Гена морщил лоб, осмысливая услышанное. А я тем временем перешел в наступление, сокрушая таранами аргументов стены его нелепой философии:
- А ведь, следуя твоей логике, дорогой сосед, немцы должны бы ползти на карачках в Тель-Авив, словно Генрих в Каноссу, стирая до крови колени и разбивая до крови покаянные тевтонские лбы. (При этих словах Геннадий потер шишку у себя на лбу). Так же как турки должны бы ползти в Ереван.
- И что предлагаешь? Считать наш народ безгрешным, этаким коллективным святым? – нашелся с контраргументом сосед.
- Ничуть! Русский народ не «коллективный святой, мученик и страстотерпец, но и не коллективный грешник! Как и любой другой народ. И немцы, и англичане, и прочие хранят память о безобразиях, коими богата их национальная история. Но ни одному англосаксу не придет в голову так яростно каяться за казненного Карла, французу – за обезглавленного Людовика, как ты каешься за убийство Николая, его семьи и слуг. Надо жить и зарабатывать хлеб насущный, а не юродствовать беспрестанно! Помнить о злодеяниях, которыми пестрит биография всякого великого народа, но и гордиться достойными деяниями предков. А каяться надо в собственных грехах, а не «общенародных», ведь этому учит религия, которую мы с тобой исповедуем. А вечно кающаяся Россия будет вечным посмешищем в глазах других наций.

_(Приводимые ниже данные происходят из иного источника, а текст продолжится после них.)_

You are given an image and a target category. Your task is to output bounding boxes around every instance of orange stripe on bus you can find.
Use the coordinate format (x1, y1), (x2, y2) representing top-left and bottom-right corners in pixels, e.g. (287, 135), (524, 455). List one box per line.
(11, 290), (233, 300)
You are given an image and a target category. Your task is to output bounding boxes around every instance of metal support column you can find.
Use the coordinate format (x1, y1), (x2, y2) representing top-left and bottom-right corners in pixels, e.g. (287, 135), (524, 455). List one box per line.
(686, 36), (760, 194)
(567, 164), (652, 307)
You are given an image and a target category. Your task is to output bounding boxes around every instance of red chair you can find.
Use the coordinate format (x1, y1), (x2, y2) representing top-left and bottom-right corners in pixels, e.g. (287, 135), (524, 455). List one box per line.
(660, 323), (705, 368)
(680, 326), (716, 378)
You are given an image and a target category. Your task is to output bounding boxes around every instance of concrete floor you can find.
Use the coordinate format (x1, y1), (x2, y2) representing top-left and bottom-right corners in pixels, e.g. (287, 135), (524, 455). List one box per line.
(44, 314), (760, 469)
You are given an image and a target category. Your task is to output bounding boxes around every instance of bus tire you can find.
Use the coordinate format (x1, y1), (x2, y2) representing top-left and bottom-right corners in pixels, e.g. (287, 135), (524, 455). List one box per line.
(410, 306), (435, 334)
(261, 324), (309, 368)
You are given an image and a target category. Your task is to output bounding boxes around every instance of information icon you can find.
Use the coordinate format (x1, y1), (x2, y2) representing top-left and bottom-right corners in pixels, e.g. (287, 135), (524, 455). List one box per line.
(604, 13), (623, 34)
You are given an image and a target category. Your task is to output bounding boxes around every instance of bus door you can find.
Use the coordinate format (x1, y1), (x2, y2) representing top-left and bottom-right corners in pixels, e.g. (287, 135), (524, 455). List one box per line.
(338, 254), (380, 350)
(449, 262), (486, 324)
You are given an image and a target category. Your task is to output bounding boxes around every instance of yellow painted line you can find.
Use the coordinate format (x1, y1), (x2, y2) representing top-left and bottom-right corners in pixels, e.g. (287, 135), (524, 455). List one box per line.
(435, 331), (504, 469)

- Постой, дай мне обдумать, переварить то, что ты сказал… - бормотал сосед.
- Папа, тебе на работу пора… - прервал его монотонное бормотание сын. – На работу опоздаешь, а твой шеф к покаяниям глух, сам говорил.
- Ах, да… - спохватился покаянец и принялся спешно одеваться, не глядя на меня.
Напяливая на ходу пальто, он бегло и сухо попрощался и захлопнул дверь. Когда с лестничной площадки донесся шум лифта, юное поколение Уваровых подошло ко мне и молча пожало руку.